Daniel Henninger, writing at OpinionJournal, has some comments parallel to yesterday’s TOC post on Zacarias Moussaoui.

There is reason to believe that pre-9/11 thinking will in time return and prevail.

Defenders of Moussaoui’s life sentence say he will “rot in prison.” Perhaps in a better world Zacarias Moussaoui would share a cell with Hannibal Lecter. But if our moral betters aren’t going to let Saddam’s torturers rot in Abu Ghraib, if they aren’t going to let the CIA’s most important al Qaeda captives rot in “secret” foreign prisons, they certainly aren’t going to let Moussaoui rot in Florence, Colo. He will be treated more than well.
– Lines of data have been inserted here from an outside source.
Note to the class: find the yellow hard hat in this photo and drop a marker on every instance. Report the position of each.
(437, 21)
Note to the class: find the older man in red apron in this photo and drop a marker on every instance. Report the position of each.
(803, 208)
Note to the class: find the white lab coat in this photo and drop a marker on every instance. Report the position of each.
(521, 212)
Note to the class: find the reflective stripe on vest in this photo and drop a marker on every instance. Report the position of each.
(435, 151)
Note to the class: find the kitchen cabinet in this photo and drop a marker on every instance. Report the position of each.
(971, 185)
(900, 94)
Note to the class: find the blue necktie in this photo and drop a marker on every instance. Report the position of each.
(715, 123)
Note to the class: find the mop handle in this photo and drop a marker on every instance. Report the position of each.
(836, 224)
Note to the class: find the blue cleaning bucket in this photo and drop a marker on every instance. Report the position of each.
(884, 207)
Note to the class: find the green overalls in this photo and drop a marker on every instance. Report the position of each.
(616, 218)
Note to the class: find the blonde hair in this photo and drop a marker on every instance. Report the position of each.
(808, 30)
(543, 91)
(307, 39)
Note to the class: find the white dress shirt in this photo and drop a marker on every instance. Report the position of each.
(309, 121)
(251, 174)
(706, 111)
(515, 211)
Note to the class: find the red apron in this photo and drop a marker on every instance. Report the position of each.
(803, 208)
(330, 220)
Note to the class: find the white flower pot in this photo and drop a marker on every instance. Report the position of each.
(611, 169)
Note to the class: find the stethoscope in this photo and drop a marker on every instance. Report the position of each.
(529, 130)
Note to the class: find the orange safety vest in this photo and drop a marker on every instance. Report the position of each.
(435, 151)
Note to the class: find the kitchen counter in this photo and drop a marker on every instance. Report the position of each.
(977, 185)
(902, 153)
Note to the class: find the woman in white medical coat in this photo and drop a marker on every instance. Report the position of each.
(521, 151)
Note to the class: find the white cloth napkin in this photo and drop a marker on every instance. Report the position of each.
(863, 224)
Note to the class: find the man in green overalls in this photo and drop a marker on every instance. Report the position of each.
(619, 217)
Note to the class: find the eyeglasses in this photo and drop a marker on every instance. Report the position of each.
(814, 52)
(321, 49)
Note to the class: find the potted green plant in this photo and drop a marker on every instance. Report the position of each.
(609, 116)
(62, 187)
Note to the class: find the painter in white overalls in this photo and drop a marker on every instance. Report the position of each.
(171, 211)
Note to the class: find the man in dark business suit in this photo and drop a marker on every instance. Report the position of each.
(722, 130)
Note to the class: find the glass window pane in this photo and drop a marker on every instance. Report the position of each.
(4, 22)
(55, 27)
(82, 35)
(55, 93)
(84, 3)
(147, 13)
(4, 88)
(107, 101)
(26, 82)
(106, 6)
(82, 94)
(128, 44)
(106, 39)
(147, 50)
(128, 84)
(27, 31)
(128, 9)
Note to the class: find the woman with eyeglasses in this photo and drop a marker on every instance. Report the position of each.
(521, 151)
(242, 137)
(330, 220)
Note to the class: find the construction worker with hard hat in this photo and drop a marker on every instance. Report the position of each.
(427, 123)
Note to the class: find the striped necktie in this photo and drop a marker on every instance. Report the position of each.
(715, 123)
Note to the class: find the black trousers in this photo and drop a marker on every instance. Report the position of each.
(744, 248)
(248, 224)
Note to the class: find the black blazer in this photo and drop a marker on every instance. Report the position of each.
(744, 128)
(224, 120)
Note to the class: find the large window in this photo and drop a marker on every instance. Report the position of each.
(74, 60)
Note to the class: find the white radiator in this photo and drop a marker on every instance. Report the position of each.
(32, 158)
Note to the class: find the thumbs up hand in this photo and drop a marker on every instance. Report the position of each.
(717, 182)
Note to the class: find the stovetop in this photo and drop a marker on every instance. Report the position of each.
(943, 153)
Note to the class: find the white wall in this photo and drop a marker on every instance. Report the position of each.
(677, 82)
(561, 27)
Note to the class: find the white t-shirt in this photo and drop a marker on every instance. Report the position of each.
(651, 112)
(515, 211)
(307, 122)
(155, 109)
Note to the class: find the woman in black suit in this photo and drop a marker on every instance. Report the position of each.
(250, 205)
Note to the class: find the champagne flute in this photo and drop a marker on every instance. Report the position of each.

Not to mention the Moussaoui trial itself. We arrive at the end of these interminable trial circuses of procedural delay and then claim “the system works” and “justice” has been done. No, it has done damage to the normal idea of justice. He saw the game early on and made a mockery of it. Moussaoui achieved a two-year delay in his trial by demanding to interview al Qaeda detainees. But our moral betters insist that the whole lot of Guantanamo detainees be given access to this same system of justice. They would diminish and crush it.

You can read it all at the link above.

Henninger has a point. Moussaoui will be served halal meals, he will get a prayer rug, the direction of Mecca will be made known to him, he will receive better medical care than many Americans, and he will be supplied with a Koran handled in the gloved hands of his infidel jailers lest they defile it. Each of those things he will consider to be a small victory, and since what we think of our system does not matter to him or his fellow jihadists, he will have a propaganda victory with the bin-Laden wannabes.

The difference between Adolf Eichmann and Zacarias Moussaoui is not a moral difference, simply one of degree and opportunity. If Henninger is right, the differences between Moussaoui’s Virginia jury and Eichmann’s three Israeli judges seems to be that Eichmann’s childhood experiences did not outweigh the childhood terminations over which he presided, even though he did not personally commit them, and that the Israeli judges had longer memories.